SALT LAKE CITY – The Utah Legislature has made significant changes to the way medicinal marijuana will be distributed in the state.
Lawmakers agreed to license 14 private pharmacies to distribute the drug, which will be phased in by July 2020.
Pharmacies working in coordination with county health departments will be allowed to make door-to-door deliveries.
Under provisions in the law, the Utah Department of Agriculture and the Utah Department of Health can also recommend that the state license more pharmacies than the original 14 based on market demand.
The number of licenses had been the biggest bone of contention, with some wanting to adhere to Proposition 2’s original regulations, while others wanted a much lower cap. However, lawmakers worked out a deal before bringing the bill to a vote Monday night.
Some of the other provisions in the bill allow for electronic medical cannabis cards, as well as let the University of Utah and Utah State do research on medicinal marijuana that’s grown in the state.

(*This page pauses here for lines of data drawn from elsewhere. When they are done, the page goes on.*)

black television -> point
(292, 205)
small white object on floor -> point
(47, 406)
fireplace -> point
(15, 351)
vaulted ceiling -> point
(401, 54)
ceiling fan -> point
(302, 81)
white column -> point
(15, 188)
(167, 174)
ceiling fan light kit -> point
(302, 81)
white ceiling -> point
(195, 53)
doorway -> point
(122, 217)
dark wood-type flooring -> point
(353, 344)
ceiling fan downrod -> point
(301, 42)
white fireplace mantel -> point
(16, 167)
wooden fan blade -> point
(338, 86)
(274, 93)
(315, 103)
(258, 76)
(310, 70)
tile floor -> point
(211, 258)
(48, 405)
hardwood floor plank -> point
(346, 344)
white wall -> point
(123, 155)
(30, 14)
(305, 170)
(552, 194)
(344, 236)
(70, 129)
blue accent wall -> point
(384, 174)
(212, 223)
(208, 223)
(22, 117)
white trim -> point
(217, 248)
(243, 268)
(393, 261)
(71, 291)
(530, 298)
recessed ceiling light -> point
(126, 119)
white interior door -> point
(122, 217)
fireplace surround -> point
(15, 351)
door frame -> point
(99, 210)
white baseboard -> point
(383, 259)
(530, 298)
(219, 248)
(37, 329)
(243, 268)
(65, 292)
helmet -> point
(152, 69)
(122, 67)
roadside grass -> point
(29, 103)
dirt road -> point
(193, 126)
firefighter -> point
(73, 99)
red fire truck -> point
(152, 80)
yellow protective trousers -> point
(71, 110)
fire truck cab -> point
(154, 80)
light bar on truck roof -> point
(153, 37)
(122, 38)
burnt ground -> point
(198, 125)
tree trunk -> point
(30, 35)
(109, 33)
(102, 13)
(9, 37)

There are still concerns from some lawmakers about how rural residents will be able to access their medication and whether they will pay more than other people in Utah.
However, most skeptics, like Logan Representative Christine Watkins, ended up supporting the bill.
“As the need arises, there will be the availability of more licenses. And I think that we will be, at least in the beginning, meeting the needs of our people,” Watkins said.
Some lawmakers also said they would introduce amendments to the law in future sessions.
Lawmakers decided to modify the medicinal marijuana law after Davis and Salt Lake counties said they would not participate in a government-run dispensary system. Both county District Attorneys said that system would put their health departments on the wrong side of federal law.